There are several gluten free breakfast cereals which are good, marked boxes of Rice Krispies and Chocolate or Cinnamon Rice Chex. There's Glutino bread, bagels, hamburger and hot dog buns, which are good and gluten free. There's all sorts of bean and vegetable dishes, ratatouille, polenta with veggies, stuffed baked potatoes and potato pancakes, risotto and other rice dishes, buckwheat and quinoa dishes, delicious pasta made from quinoa or rice.

There are gluten free pizza crusts (Schar and others), pie crusts, cookies both packaged and homemade. You get Bob's Red Mill gluten free flour mix, mix it with a little guar gum as well as baking powder and soda, and you're all set. I made a delicious chocolate cake for my daughter's birthday with a recipe from The Welcoming Kitchen. Frosting made with coconut oil instead of butter, delicious!

The Spunky Coconut is a great cookbook, but there are actually lots of others, ask Amazon.
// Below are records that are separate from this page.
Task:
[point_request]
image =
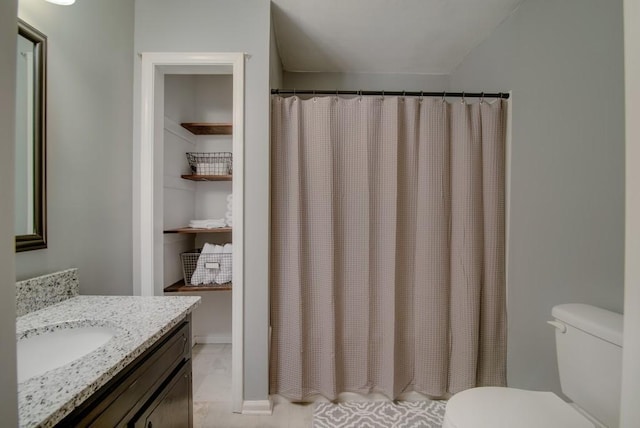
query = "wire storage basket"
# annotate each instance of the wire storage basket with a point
(208, 269)
(214, 163)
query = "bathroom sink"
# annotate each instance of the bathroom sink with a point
(49, 348)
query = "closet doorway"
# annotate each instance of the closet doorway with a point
(151, 271)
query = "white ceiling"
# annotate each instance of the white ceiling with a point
(383, 36)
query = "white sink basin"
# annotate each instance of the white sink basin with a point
(49, 349)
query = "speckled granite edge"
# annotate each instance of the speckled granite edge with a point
(45, 400)
(42, 291)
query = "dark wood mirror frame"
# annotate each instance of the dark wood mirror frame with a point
(38, 239)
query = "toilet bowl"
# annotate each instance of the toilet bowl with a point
(496, 407)
(589, 351)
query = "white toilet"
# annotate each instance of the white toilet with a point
(589, 348)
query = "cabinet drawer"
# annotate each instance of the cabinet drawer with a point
(116, 403)
(172, 406)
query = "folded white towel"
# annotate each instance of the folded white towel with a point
(207, 224)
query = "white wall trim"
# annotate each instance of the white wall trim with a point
(174, 128)
(212, 338)
(143, 154)
(257, 407)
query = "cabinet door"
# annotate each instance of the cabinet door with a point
(173, 406)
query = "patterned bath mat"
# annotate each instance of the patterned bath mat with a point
(379, 414)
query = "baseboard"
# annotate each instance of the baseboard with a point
(257, 407)
(212, 338)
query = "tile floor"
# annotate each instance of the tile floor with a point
(212, 396)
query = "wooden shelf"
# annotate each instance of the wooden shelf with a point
(207, 177)
(194, 230)
(208, 128)
(180, 287)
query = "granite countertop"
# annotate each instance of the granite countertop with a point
(138, 321)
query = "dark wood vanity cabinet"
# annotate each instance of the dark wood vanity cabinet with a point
(154, 391)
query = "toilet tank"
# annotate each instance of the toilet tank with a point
(589, 348)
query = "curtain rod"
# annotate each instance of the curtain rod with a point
(504, 95)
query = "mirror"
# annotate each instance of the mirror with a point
(30, 145)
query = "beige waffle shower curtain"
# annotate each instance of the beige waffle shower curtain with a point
(387, 247)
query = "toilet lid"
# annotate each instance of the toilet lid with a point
(495, 407)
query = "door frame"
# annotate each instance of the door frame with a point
(147, 226)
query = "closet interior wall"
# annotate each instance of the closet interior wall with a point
(196, 98)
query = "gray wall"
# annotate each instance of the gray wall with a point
(564, 63)
(630, 414)
(366, 81)
(8, 386)
(230, 26)
(275, 64)
(89, 127)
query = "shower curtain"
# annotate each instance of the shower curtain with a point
(387, 246)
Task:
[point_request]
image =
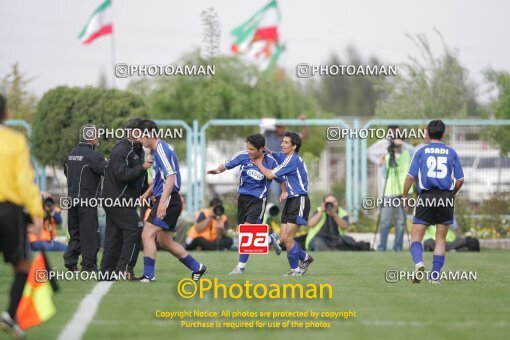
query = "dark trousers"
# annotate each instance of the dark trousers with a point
(83, 228)
(204, 244)
(122, 240)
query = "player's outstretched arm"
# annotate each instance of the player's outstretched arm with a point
(217, 171)
(265, 171)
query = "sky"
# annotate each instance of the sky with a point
(42, 36)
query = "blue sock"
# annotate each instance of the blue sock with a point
(437, 264)
(293, 256)
(417, 252)
(302, 253)
(191, 263)
(243, 258)
(148, 267)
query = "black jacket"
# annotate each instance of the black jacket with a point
(124, 175)
(83, 168)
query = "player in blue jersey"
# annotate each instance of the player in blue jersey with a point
(292, 170)
(252, 189)
(437, 172)
(162, 219)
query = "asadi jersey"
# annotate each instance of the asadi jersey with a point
(435, 166)
(165, 164)
(292, 170)
(251, 182)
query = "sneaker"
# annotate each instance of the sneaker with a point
(195, 276)
(146, 279)
(418, 269)
(276, 244)
(237, 271)
(11, 327)
(303, 265)
(294, 272)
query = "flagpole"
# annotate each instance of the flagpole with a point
(113, 49)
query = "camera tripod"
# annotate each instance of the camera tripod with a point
(393, 169)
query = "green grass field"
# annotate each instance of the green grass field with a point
(451, 310)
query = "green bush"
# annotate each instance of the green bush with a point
(63, 110)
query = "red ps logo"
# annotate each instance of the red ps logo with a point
(253, 239)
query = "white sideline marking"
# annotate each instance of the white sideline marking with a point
(85, 313)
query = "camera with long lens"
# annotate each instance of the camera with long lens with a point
(218, 210)
(391, 151)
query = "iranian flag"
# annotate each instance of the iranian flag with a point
(100, 23)
(258, 37)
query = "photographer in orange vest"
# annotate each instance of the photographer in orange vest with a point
(209, 232)
(52, 218)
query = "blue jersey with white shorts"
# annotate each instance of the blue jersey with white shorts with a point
(165, 164)
(435, 166)
(292, 170)
(252, 181)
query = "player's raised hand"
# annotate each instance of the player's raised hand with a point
(283, 196)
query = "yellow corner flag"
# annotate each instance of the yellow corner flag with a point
(36, 305)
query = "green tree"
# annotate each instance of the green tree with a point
(344, 95)
(436, 86)
(500, 109)
(236, 91)
(63, 110)
(22, 103)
My daughter lost her bloated stomach because of the diet, her body wasn't properly digesting what she ate, because she, like most autistic children, is definitely gluten and casein intolerant. The relief from the horrible, painful, permanent constipation has been an indescribable relief! I dreaded going on the diet, but now, six months into it, I can say it's not that bad, you get used to it, and your child's improved health will make it all worthwhile! We're going to try SCD goat milk yogurt next week, cultured for 24 hours to pre-digest the lactose and casein, good nutrition and pecanbread.com thinks it's beneficial for autistic kids, but we'll find out.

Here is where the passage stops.